The duties inherent in maintaining the hollyhocks start in spring when the salt marsh hay mulch is removed. At that point, the earliest leaves are already showing promise just above ground. Given a breakfast of champions (generous compost), they start making headway immediately. By the Fourth of July, they are beginning to flower. That’s when the Dougovitos get out their arsenal of six-foot stakes and begin lashing the spires against the offshore winds. Without continual guidance up the supports, the hollyhocks would be a whole different (raggedly unkempt) story. Meanwhile, the plants receive constant watering thanks to an underground spring that the Dougovitos harnessed specifically for that purpose.
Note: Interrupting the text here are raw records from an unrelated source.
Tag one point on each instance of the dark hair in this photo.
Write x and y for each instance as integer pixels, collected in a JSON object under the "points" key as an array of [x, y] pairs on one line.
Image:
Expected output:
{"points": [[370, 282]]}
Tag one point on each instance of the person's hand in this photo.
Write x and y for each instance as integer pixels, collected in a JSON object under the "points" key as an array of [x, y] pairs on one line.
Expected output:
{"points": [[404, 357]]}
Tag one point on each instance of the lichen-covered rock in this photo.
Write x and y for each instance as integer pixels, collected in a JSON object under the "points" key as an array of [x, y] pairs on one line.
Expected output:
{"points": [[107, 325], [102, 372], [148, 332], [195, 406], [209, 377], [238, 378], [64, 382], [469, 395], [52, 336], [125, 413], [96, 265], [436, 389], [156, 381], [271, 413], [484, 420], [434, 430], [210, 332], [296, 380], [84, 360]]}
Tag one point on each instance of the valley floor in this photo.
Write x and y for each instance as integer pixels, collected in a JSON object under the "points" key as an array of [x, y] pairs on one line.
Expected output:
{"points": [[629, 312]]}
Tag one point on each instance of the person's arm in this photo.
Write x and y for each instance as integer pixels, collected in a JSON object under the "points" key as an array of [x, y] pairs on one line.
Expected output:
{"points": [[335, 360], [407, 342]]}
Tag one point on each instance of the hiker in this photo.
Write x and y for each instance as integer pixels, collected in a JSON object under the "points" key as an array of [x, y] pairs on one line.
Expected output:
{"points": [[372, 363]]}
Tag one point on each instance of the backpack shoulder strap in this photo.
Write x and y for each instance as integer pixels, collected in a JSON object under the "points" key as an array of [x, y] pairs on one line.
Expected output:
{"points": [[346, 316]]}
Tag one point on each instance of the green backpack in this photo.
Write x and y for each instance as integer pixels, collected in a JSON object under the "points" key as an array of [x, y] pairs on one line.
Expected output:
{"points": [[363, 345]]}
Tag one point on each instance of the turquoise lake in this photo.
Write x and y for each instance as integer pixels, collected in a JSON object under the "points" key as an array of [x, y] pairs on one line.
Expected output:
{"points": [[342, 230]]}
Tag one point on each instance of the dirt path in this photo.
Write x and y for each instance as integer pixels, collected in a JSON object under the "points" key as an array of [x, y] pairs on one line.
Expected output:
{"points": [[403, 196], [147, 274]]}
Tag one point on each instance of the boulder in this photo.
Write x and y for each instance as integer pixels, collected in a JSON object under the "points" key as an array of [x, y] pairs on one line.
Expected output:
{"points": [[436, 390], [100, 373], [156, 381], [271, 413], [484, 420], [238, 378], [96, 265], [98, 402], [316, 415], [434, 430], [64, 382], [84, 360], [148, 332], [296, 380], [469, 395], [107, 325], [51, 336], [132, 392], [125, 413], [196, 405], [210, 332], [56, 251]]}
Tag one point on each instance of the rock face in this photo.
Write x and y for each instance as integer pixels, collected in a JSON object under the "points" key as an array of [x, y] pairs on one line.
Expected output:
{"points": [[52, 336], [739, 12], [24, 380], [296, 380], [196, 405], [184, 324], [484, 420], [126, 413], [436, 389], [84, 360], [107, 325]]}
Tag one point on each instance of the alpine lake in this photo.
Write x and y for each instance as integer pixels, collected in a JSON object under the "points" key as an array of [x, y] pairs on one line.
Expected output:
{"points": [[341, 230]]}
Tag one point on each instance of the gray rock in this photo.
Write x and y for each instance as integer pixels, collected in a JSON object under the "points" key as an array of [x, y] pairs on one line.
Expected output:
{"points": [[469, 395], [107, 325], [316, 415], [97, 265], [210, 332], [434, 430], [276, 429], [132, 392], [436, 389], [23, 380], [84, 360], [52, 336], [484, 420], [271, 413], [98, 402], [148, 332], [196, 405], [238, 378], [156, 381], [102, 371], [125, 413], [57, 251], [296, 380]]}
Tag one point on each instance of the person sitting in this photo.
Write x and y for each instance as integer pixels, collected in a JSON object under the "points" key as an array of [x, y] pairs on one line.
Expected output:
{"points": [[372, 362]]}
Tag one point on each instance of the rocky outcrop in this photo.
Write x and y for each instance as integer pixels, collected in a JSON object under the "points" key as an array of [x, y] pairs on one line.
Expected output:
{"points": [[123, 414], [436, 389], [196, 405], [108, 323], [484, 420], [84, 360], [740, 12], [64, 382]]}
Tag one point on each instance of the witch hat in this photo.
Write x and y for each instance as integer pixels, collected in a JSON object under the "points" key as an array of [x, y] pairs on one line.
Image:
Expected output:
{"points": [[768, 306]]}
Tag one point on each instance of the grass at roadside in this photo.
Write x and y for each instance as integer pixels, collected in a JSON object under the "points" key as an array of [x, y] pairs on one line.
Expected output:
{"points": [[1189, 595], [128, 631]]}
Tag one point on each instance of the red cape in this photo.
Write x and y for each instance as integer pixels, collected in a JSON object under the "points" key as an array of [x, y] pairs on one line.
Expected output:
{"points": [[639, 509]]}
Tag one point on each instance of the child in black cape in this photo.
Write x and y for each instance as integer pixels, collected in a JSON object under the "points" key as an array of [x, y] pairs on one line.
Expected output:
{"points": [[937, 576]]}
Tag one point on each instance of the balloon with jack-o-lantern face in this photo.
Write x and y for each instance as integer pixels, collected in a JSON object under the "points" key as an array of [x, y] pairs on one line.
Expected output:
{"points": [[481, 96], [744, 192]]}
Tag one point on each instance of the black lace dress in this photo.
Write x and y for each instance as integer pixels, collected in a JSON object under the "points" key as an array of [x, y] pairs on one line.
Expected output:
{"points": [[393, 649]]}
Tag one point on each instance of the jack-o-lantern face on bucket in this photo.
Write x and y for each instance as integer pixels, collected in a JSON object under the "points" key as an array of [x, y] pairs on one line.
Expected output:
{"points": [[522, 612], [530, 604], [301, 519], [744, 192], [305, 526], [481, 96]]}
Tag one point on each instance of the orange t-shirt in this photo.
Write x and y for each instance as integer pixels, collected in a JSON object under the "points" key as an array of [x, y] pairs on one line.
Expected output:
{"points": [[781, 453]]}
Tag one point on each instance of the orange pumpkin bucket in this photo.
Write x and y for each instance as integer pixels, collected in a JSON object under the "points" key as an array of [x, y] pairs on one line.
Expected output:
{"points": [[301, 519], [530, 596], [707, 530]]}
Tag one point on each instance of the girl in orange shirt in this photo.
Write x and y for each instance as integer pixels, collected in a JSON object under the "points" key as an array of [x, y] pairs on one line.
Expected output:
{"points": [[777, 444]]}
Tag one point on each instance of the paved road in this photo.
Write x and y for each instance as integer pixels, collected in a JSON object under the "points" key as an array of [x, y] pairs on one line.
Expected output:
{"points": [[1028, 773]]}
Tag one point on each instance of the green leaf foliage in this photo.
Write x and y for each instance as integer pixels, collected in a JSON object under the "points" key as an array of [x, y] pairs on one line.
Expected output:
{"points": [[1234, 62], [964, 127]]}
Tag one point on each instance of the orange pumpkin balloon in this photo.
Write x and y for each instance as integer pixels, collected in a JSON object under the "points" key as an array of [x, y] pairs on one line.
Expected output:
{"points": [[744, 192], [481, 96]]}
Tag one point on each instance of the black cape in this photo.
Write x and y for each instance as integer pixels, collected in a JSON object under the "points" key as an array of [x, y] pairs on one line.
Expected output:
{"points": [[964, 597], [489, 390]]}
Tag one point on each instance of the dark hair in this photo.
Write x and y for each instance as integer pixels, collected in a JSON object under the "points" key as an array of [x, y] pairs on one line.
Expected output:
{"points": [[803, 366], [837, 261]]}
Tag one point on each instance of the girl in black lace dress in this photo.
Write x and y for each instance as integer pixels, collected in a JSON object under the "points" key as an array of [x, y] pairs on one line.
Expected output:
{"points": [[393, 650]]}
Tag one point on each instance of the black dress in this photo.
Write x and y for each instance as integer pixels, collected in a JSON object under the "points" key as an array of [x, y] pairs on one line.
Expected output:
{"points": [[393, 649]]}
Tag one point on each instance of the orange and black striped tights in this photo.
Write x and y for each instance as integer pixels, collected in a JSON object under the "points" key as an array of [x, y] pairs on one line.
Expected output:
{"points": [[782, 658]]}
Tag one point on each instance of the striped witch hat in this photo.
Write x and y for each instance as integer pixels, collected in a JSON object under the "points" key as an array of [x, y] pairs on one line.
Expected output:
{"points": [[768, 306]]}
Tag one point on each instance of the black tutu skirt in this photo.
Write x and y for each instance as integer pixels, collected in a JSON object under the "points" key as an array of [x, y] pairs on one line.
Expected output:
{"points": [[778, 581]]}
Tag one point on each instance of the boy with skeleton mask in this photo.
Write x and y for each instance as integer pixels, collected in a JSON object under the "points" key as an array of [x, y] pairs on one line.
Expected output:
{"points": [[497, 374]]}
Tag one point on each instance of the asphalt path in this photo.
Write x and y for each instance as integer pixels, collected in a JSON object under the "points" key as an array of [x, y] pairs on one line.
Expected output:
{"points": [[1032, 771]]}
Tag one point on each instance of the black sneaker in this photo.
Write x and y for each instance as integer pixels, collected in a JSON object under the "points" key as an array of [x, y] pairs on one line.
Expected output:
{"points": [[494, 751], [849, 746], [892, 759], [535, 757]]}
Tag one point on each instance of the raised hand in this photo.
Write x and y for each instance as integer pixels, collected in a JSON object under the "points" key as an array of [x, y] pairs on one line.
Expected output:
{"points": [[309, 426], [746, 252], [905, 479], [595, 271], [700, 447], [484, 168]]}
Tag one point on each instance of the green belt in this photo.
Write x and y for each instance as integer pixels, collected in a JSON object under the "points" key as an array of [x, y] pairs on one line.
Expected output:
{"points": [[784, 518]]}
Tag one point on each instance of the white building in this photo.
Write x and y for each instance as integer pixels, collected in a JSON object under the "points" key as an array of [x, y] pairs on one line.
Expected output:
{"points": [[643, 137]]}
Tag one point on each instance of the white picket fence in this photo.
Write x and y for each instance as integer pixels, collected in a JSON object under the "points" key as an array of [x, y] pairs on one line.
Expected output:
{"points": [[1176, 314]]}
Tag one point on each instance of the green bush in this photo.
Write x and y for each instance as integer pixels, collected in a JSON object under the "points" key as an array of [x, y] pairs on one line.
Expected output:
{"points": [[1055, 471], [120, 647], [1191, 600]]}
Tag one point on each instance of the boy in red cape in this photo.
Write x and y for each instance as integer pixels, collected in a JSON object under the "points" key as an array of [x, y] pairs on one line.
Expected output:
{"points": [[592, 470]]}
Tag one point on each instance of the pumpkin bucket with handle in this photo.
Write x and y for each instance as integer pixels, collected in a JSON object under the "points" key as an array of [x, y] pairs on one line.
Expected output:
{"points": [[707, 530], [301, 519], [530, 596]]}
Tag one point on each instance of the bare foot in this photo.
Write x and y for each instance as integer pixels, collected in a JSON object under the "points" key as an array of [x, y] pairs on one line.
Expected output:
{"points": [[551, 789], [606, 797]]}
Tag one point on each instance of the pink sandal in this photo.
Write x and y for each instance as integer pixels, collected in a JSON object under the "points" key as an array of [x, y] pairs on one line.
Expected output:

Now, the thirsty plants are quenched regularly. Even Pam admits that, given their long span of performance, hollyhocks are a handful.
In Marblehead, the last blossom can be seen in November. But that’s not to say that the display remains prime. One reason why hollyhocks fell out of favor is their denouement. After the brouhaha is over, the stems still need to hang around making seeds. Because hollyhocks are biennials or short-lived perennials, letting seeds develop and fall to the ground is essential for keeping their momentum going. But that part of the picture isn’t particularly pretty. “By late summer,” Pam admits, “the garden has gone to seed.”
Hollyhocks have other issues, but Marblehead manages to sidestep many of their maladies and enemies. For example most gardeners must defend their hollyhocks against constant pilfering from deer. So far, Marblehead remains secluded from that browsing population of marauders. And sea breezes stave off the powdery mildew that notoriously blights hollyhocks. “It’s not a problem,” Pam has found. But the unsightly rust that mars hollyhock foliage (but does not shorten their life span) is a dilemma. She is working on it.
To keep the hollyhocks company, Pam planted catmint, lady’s mantle, roses, salvia, and snapdragons. To cover up during the hollyhocks’ less-than-gorgeous seed-setting stage, she grows Hydrangeas, Rudbeckia, white Cleome, and Russian sage. Basically, the display has something happening throughout the season, although midsummer is the highlight, without a doubt. Do people notice? Well, let’s just say that Pam Dougovito spends more time dodging compliments than gardening when the hollyhocks are happening.